En septembre 1943, pour aider au franchissement du Dniepr, les Soviétiques larguent plusieurs brigades de parachutistes au-delà du fleuve. L'opération tourne au désastre : les zones de largage n'ont pas été reconnues avant le saut, or les Allemands y sont établis en force ; le temps est mauvais, le nombre d'avions est insuffisant, les paras n'ont pas d'éclaireurs pour baliser la zone de saut, manquent d'armes antichars... cet échec met un point final aux opérations aéroportées de grande envergure jusqu'à la fin du conflit. Un an plus tard, les Soviétiques expédient une brigade slovaque en Slovaquie pour soutenir les partisans ; en août 1945, lors de l'assaut en Mandchourie et en Corée, des paras sont utilisés, mais à plus petite échelle.

Les forces aéroportées soviétiques sont conservées après la guerre et passent sous la responsabilité directe du ministère de la Défense. Elles obtiennent enfin une flotte de transport acceptable, avec l'entrée en service de nouveaux appareils comme l'Il-12. On conçoit pour elles un blindé aérotransporté, l'ASU-57, des armes antichars (famille des RPG, canons sans recul B-10, B-11), de nouvelles radios, de nouveaux parachutes... En novembre 1956, ce sont les paras soviétiques qui reprennent Budapest entrée en insurrection. Leur mobilité stratégique et leur capacité reconnue de troupes d'élite en font un outil précieux pour Moscou.
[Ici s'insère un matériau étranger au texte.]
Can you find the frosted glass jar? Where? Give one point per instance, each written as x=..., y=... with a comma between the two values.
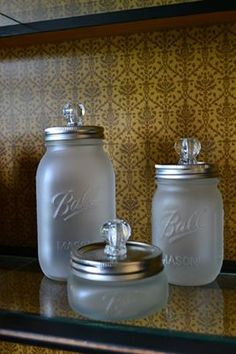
x=102, y=287
x=187, y=222
x=75, y=186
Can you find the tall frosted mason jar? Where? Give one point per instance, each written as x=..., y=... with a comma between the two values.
x=187, y=218
x=75, y=187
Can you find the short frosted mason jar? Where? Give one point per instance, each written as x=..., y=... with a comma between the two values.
x=187, y=220
x=75, y=185
x=105, y=287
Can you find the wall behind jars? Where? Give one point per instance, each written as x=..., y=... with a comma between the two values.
x=147, y=90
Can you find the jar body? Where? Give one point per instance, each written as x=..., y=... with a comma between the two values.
x=187, y=224
x=75, y=187
x=117, y=300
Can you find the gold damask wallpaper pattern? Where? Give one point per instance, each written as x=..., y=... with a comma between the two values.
x=147, y=90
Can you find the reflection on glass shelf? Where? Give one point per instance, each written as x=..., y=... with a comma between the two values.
x=27, y=11
x=209, y=310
Les VDV reçoivent la part du lion en termes de qualité de recrutement. Les paras ont d'ailleurs des recrues essentiellement slaves, et peu des minorités. Le général Margelov, qui dirige pendant longtemps les VDV, va accompagner leur évolution pendant la révolution militaire soviétique, accélérant leur mécanisation. De nouveaux appareils comme l'An-12 augmentent les capacités de transport ; le transport aérien militaire soviétique développe une branche spécialement affectée aux paras. Les capacités blindées des paras se développent avec l'entrée en service de l'ASU-85, puis de BRDM-2 équipés de missiles antichars, Sagger au départ. Margelov contribue à donner une identité propre aux VDV en les affublant de la chemise de marin rayée bleu et blanc (il a servi dans les fusiliers marins pendant la Grande Guerre Patriotique) et de leur fameux béret bleu qui leur donne leur surnom. La puissance aéroportée soviétique se manifeste durant l'exercice Dniepr en 1967, où les paras sont déployés en nombre. Elle a l'occasion de faire la preuve de son efficacité lors de l'opération Danube, le raid éclair pour museler la contestation tchécoslovaque en août 1968 ; opération qui se déroule quasiment sans effusion de sang de par l'action des paras.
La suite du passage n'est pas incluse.